Amerika Deniz Kuvvetleri’nin “Nükleer Reaktör” adıyla bilinen nükleer güçle çalışan denizaltı programında mühendis olarak çalışan Jonathan Toebbe ve Dianne Toebbe, kendisini yabancı istihbarat görevlisi olarak gösteren ama gerçekte FBI’ın operasyonundaki bir ajana nükleer denizaltıların gizli belgelerini satma suçuyla 9 Ekim tarihinde Maryland’de tutuklandı. Yabancı istihbarat personeli olarak yaklaşan FBI ajanı, Toebbe ile kod adları kullanarak şifreli mesajlaşlarla haberleşiyordu.
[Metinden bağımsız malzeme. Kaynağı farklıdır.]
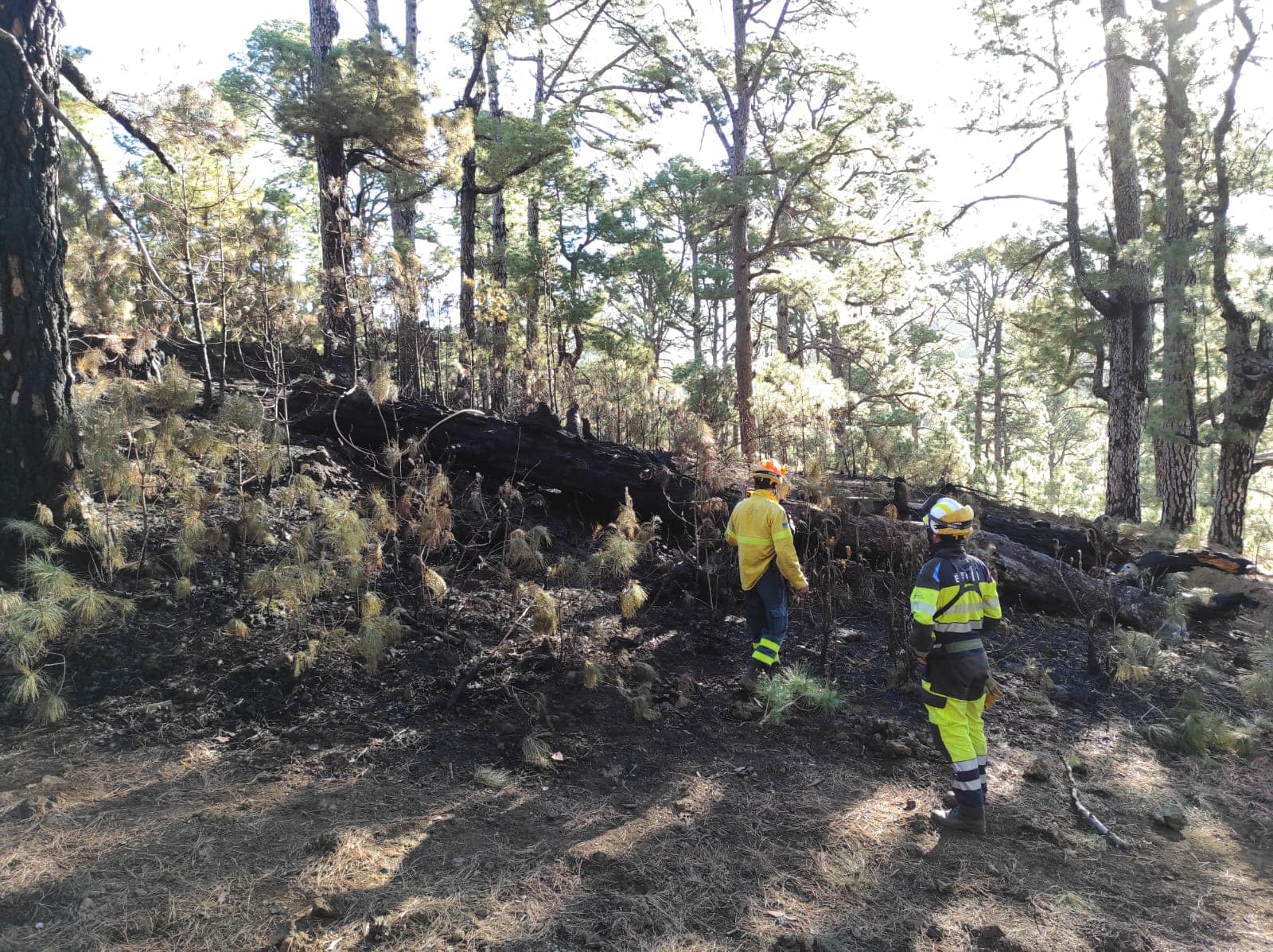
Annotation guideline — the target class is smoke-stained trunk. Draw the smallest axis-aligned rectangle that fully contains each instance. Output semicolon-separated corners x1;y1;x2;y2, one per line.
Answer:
1101;0;1154;522
730;2;759;460
1154;0;1198;532
309;0;358;380
0;0;72;519
522;45;547;389
1211;0;1273;551
460;24;488;361
390;0;424;397
486;49;512;414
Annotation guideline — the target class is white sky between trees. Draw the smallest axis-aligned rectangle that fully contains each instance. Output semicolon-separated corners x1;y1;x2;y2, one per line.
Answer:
60;0;1273;312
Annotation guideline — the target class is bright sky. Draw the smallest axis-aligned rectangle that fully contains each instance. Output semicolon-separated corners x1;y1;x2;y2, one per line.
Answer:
60;0;1273;255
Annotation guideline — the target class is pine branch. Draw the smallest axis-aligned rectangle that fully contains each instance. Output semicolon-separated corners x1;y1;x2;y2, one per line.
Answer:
0;29;185;304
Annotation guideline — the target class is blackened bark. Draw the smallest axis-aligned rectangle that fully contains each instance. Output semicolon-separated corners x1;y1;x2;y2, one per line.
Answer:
367;0;384;49
730;2;760;460
309;0;358;380
0;0;72;519
460;25;488;356
522;45;547;387
774;291;792;358
1101;0;1154;522
486;49;512;414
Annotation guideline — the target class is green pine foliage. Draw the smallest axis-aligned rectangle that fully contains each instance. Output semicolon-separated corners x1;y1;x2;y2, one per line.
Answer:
756;667;844;725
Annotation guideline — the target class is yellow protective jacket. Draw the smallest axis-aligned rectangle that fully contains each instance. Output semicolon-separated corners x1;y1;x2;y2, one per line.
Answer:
724;489;808;592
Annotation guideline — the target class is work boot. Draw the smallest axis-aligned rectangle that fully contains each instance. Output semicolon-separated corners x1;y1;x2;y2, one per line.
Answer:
942;788;984;810
738;661;764;691
928;803;985;833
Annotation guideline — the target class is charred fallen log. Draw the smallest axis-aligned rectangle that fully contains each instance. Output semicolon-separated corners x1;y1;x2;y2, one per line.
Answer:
1135;549;1259;581
289;380;696;526
811;515;1170;632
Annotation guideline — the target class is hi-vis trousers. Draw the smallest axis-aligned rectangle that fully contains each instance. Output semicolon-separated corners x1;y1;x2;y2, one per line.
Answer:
923;681;991;808
742;560;787;668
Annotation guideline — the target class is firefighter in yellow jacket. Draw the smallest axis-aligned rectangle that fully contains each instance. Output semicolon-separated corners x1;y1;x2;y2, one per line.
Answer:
724;460;808;690
910;495;1003;833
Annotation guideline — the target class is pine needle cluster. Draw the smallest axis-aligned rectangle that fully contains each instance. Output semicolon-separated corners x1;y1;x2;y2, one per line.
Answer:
356;592;403;674
1146;689;1273;757
1114;631;1166;685
756;667;844;725
1237;636;1273;710
0;550;132;723
588;489;660;581
503;526;552;575
619;579;649;619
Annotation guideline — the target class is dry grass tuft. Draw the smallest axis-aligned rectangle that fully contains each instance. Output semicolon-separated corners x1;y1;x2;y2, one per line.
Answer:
473;764;514;791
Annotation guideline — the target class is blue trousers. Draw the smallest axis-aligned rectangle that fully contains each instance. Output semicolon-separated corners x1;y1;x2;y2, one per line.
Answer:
743;562;787;668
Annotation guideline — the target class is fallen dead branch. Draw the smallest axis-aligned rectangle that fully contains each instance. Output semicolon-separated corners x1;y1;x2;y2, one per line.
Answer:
1061;757;1131;849
447;604;535;710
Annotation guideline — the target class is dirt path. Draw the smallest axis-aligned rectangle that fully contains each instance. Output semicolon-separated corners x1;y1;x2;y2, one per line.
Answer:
0;628;1273;952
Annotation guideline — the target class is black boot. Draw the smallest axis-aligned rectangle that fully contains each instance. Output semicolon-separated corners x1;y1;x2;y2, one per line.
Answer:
928;803;985;833
942;791;987;810
738;661;765;691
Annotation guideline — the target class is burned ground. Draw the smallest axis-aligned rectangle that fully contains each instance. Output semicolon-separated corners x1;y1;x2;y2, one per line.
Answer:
7;534;1273;952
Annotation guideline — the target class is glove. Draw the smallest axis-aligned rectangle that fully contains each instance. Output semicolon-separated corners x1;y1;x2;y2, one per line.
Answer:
985;674;1003;708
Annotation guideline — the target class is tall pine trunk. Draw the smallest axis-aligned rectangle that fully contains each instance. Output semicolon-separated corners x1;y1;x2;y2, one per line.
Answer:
730;2;759;460
460;24;488;406
1211;0;1273;553
0;0;72;524
1154;0;1198;532
309;0;358;380
390;0;424;397
486;49;511;414
522;45;547;389
1101;0;1154;522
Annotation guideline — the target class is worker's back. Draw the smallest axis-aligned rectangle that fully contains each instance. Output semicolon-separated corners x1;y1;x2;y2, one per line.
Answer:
726;489;807;591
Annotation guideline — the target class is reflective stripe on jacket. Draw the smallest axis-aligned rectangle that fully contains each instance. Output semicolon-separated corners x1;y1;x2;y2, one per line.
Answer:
910;546;1003;651
724;489;808;592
Toebbe’un sandviç, yara bandı ve sakız kutuları içerisine yerleştirdiği USB bellek içerisindeki belgeleri Washington bölgesindeki gizli görüşme yerlerinde ajan için bırakmasının ardından Moerno kripto para kullanılarak hesabına yüzbinlerce dolar transfer ediliyordu.

 

Savcılık yaptığı açıklamada Toebbe için “nükleer denizaltı tasarımlarının yabancı bir ülkeye satılması” suçlamasıyla dava açıldığını belirtti.

 

2012-2014 yılları arasında donanmanın nükleer reaktör programında çalışan Jonathan Toebbe’un hükümet destekli bir araştırma merkezinde çalışıyor olması sebebiyle söz konusu programa erişimi bulunuyordu. 2020 yılının Aralık ayında FBI, 1 Nisan tarihinde postalanan ve “Lütfen bunu askeri istihbarat teşkilatınıza iletin. Ulusunuz için çok önemli bilgiler barındırdığına inanıyorum. Bu bir aldatmaca değil.” yazılı mektubu elde etti. Bunun yabancı istihbarat ile ilişki kurma çabası olarak gören FBI’ın neden bu kadar süre sonra pakete eriştiği ise bilinmezliğini koruyor. FBI’ın ele geçirdiği paketin içerisinde bir SD kart ve şifreli e-posta sistemi olan ProtonMail’e dair talimatlar bulunuyordu.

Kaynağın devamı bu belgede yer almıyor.